General characteristics
- Tons burthen: 1804:396 (bm); 1810 (after lengthening): 447 (bm);
- Armament: 1806: 2 guns
- Notes: 1815: 16 guns

= Caroline (1804 Shoreham ship) =

Caroline was a merchant vessel launched at Shoreham in 1804 as a West Indiaman. She spent almost her entire career sailing to the West Indies, and endured two maritime mishaps during that period, one at Sierra Leone. She sailed to Batavia in 1824 under a license from the British East India Company (EIC). From Batavia she sailed to Sincapore, where she was condemned.

==Career==
Caroline first appeared in Lloyd's Register (LR) in 1806.

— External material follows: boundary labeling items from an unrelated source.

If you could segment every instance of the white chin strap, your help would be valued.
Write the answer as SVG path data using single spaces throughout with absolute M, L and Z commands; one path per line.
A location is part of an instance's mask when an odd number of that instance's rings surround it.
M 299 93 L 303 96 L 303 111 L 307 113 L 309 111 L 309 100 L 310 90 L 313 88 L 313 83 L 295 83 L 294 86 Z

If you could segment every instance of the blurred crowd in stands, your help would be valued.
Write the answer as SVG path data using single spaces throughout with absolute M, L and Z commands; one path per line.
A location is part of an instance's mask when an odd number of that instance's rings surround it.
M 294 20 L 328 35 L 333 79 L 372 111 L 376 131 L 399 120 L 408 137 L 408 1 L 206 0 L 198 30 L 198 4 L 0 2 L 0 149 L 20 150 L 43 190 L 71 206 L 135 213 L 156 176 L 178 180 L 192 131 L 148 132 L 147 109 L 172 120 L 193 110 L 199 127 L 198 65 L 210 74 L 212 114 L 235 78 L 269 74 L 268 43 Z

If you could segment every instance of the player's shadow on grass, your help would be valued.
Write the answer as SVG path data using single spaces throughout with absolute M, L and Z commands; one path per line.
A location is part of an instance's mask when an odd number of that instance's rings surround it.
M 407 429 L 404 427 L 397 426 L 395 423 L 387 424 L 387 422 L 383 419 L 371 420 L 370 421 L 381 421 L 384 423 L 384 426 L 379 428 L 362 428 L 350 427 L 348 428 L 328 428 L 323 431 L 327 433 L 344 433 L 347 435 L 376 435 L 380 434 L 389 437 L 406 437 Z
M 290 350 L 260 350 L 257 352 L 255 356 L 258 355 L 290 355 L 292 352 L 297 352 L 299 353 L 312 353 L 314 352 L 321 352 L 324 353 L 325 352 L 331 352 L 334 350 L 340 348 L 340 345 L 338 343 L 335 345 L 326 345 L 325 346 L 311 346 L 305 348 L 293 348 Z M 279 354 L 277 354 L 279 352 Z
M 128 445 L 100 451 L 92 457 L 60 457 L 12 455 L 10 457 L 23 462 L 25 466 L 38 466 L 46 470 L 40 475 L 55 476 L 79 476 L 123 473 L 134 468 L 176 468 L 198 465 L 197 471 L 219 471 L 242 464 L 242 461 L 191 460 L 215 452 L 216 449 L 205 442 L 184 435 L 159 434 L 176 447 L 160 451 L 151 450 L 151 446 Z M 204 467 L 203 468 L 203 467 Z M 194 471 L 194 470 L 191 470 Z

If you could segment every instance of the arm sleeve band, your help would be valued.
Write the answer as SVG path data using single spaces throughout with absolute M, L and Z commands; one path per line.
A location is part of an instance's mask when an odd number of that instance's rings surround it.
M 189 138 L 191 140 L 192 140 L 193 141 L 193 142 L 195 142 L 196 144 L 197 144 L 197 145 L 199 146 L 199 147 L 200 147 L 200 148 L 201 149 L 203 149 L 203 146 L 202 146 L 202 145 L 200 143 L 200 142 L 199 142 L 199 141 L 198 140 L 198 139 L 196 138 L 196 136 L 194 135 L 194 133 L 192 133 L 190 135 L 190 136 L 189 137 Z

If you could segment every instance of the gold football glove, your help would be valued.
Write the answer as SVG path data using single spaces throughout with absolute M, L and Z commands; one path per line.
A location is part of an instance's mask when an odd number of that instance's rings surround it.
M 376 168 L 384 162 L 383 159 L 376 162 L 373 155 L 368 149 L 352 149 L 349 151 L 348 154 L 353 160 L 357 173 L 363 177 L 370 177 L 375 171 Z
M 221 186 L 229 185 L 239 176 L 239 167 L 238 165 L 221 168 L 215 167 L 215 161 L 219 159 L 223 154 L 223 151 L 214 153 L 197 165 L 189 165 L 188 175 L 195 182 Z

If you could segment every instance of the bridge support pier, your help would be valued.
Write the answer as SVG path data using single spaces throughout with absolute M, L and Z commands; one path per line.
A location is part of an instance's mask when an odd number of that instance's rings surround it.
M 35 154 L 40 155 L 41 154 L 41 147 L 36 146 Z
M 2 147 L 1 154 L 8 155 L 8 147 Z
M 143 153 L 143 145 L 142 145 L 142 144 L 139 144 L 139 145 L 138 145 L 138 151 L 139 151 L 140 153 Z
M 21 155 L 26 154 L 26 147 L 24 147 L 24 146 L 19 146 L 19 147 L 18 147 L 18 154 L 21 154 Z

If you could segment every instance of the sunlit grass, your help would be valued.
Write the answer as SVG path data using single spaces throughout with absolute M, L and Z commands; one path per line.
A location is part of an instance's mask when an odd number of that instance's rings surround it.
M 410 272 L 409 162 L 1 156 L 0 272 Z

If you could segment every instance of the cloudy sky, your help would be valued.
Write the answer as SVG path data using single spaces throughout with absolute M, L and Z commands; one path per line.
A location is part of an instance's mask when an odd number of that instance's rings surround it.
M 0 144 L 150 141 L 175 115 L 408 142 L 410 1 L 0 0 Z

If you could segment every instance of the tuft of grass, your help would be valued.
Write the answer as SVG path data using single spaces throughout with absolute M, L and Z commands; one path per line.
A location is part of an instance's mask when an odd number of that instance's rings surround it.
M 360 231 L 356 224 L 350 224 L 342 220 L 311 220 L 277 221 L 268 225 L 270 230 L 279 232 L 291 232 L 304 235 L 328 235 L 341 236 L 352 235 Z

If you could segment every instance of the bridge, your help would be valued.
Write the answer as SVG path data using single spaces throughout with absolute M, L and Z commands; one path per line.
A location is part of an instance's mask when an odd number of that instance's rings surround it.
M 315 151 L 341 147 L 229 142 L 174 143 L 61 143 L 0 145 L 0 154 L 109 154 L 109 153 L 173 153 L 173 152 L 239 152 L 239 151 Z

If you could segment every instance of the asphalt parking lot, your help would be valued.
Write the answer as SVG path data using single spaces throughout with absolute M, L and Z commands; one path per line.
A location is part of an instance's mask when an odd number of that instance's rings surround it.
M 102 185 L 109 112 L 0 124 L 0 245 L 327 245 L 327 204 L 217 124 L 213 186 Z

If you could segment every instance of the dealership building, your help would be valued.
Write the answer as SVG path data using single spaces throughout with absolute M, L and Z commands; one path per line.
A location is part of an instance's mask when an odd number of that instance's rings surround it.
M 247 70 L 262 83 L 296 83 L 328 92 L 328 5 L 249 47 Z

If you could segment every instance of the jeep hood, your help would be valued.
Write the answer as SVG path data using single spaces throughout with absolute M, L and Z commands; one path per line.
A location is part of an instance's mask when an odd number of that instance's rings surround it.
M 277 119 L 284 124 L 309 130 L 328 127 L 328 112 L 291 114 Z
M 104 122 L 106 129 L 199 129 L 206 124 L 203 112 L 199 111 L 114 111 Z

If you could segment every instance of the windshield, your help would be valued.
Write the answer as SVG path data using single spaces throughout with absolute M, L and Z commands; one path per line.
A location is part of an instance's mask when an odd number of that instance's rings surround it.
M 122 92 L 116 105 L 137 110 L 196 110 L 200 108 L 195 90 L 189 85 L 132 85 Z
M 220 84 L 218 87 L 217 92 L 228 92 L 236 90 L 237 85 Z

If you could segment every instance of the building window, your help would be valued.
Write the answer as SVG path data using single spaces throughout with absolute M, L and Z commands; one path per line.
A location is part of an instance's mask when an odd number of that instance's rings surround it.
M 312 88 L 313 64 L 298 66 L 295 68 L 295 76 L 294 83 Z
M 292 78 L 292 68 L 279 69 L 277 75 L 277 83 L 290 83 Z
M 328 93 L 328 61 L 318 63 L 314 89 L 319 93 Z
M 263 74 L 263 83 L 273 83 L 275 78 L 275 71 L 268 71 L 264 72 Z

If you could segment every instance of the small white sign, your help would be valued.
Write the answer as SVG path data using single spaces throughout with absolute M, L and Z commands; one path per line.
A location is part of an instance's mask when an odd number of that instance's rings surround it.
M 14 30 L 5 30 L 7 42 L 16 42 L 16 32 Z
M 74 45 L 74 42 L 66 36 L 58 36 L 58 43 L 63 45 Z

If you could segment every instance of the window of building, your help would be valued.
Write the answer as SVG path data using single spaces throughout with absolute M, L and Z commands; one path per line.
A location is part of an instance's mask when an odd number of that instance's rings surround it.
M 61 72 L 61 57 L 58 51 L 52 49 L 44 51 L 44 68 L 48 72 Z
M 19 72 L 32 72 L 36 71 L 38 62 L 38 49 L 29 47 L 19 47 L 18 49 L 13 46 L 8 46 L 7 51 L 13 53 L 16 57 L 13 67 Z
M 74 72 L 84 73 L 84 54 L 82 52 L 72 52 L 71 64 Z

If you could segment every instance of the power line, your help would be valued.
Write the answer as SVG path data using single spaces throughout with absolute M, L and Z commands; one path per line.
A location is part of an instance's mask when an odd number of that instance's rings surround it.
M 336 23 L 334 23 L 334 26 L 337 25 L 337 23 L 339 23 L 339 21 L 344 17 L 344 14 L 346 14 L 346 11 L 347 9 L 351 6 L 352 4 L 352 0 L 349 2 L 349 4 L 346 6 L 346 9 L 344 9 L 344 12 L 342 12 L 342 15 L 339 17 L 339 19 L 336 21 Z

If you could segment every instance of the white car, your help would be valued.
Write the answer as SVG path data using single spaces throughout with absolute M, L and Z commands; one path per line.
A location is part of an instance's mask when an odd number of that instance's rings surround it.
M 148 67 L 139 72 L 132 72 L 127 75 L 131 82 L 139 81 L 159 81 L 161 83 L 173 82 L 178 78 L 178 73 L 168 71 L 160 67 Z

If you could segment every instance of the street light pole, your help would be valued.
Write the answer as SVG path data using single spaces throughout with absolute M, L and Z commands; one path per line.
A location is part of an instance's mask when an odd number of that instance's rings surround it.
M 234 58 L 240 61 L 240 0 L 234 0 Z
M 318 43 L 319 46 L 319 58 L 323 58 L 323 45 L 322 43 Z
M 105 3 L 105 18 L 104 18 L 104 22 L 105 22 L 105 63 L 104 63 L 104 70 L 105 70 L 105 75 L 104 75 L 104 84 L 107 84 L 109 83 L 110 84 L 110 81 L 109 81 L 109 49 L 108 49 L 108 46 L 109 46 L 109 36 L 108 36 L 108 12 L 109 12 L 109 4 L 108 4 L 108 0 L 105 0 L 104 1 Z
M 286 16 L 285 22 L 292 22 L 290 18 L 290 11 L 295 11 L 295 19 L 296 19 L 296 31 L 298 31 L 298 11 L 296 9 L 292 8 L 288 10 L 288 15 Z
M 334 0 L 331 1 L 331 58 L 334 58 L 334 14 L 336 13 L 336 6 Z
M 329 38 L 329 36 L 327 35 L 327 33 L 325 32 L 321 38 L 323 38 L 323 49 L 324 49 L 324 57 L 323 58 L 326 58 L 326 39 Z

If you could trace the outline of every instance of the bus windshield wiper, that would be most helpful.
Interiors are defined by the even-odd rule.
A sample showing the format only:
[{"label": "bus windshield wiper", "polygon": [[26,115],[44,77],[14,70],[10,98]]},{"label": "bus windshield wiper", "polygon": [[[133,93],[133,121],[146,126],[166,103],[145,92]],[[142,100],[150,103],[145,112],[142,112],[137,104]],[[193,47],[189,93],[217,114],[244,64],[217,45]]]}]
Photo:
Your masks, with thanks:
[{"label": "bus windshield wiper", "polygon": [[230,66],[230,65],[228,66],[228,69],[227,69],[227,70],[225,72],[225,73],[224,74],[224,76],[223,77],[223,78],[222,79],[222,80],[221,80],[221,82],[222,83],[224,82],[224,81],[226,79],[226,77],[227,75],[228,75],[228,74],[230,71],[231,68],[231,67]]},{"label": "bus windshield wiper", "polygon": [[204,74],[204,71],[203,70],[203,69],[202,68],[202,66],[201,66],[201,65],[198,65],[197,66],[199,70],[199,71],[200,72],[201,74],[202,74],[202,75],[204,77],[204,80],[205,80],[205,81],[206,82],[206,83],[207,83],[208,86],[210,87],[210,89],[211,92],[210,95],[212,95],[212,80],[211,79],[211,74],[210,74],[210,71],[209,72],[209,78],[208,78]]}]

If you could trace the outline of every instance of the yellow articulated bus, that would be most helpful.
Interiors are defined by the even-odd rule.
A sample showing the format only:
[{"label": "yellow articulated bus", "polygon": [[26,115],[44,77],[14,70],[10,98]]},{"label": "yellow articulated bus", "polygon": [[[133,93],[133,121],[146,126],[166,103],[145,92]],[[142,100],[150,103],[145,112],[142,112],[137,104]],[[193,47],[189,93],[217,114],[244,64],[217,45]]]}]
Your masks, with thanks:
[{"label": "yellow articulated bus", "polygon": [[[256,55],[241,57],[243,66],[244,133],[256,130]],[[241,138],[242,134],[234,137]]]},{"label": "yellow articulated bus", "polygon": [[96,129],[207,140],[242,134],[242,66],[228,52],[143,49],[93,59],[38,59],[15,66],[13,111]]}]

| Year | Master | Owner | Trade | Source & notes |
|---|---|---|---|---|
| 1806 | J.W.Phelan | Neave & Co. | London–St Kitts | LR |
| 1810 | Hays | Neave & Co. | London–St Kitts | LR; lengthened & damages repaired 1810 |

Lloyd's List (LL) reported that as Caroline, Hayes, master, was coming to London from St Kitts she had run ashore at Blackwall in October 1810 and had suffered much damage.

| Year | Master | Owner | Trade | Source & notes |
|---|---|---|---|---|
| 1815 | W.Phelan | Neave & Co. | London–St Kitts | LR; lengthened & damages repaired 1810 |
| 1821 | J.Clark Campbell | Neave & Co. Meacham | London–St Kitts | LR; lengthened & damages repaired 1810 |
| 1822 | Campbell Dunlop | Neave & Co. Mesburne | London London–Gibraltar | LR; lengthened & damages repaired 1810 |

On 23 March 1822 Hetty, Goodwin, master, encountered Caroline, Campbell, master, at . Caroline had lost her bowsprit and foretop mast, her sails had been blown away, and both pumps were going continuously. Hetty passed over provisions and pump leather before a gale drove Hetty away. On 10 April Caroline, Campbell, master, arrived at Plymouth, and on 21 April at Gravesend, from Jamaica.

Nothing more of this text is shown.